Er waren talloze afwijzingsbriefjes van tijdschriften en een aantal ongeïnspireerde poëzievoordrachten voor nodig om de would-be dichter uiteindelijk te ontmoedigen en hem in de richting van het theater te duwen. Zijn bekering van dichter tot toneelschrijver werd afgedwongen door een ondersteunende vriend, Claude Purdy. In 1977 maakte Wilsons poëzievoordracht in Pittsburgh over een personage met de naam Black Bart zoveel indruk op Purdy dat hij Wilson aanmoedigde het materiaal om te zetten in een toneelstuk. Na veel geklaag dat hij geen toneelstuk kon schrijven, ging Wilson aan de slag om het werk in één week te voltooien (Black Bart and the Sacred Hills).
In 1982 ontdekte Lloyd Richards, artistiek directeur van het Eugene O’Neill Theater in Waterford, Connecticut, decaan van Yale’s School of Drama, en directeur van het Yale Repertory Theater, dat tussen de honderden scripts die hem werden toegestuurd, Wilson’s Ma Rainey’s Black Bottom zat. Hoewel Richards toegaf dat het stuk structurele problemen had, besefte hij dat het, afgezien van deze zwakke punten, getuigde van een ongelooflijk begaafd talent. In de volgende acht jaar vormden Wilson en Richards een hechte alliantie.

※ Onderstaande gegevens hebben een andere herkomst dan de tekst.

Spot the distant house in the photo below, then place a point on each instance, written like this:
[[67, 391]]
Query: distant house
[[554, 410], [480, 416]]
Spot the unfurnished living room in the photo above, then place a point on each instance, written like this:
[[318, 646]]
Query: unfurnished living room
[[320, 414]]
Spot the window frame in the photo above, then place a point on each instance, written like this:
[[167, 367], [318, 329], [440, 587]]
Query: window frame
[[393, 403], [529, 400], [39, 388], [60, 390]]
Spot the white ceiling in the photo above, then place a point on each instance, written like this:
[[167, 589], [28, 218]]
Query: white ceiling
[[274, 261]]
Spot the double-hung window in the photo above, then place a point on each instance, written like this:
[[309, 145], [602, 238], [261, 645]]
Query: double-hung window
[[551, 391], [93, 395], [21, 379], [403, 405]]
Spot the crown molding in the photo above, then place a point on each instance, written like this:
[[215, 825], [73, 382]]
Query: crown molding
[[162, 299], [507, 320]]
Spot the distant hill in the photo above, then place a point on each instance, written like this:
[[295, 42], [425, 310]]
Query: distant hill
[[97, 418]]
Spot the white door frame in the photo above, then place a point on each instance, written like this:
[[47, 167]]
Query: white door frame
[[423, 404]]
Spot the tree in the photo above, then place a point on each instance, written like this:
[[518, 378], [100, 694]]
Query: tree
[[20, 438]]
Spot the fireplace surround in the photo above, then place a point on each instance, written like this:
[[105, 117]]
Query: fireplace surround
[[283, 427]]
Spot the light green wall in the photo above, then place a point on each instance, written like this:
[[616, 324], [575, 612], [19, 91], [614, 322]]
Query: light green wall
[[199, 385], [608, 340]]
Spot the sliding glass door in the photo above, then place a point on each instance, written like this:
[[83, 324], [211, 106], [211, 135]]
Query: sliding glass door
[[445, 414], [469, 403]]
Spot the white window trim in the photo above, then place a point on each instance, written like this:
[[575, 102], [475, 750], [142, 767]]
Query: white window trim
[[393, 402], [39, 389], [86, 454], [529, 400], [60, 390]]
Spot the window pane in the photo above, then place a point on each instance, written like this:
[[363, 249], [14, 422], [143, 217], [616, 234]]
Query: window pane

Sommigen hebben hun unieke relatie omschreven met woorden als “avunculair”, “vaderlijk”, of gewoon “compatibel”. In ieder geval vermengden de twee mannen hun toneelschrijf- en regietalenten om een reeks succesvolle toneelstukken te produceren. Wilson schreef de stukken terwijl Richards ze regisseerde en bijschaafde in workshop-omgevingen zoals het Yale Repertory Theater en verschillende regionale theaters in de Verenigde Staten. Beginnend met het eerste Broadway succes van Ma Rainey’s Black Bottom in 1984, werkten de twee mannen succesvol samen aan nog vier van Wilson’s stukken: Fences, Joe Turner’s Come and Gone, The Piano Lesson, en Two Trains Running. Tijdens zijn samenwerking met Richards volgden al Wilson’s werken dezelfde route: een eerste enscenering in het O’Neill Theater Center, gevolgd door presentaties in het Yale Repertory Theater en andere non-profit theaters en een uiteindelijke Broadway productie.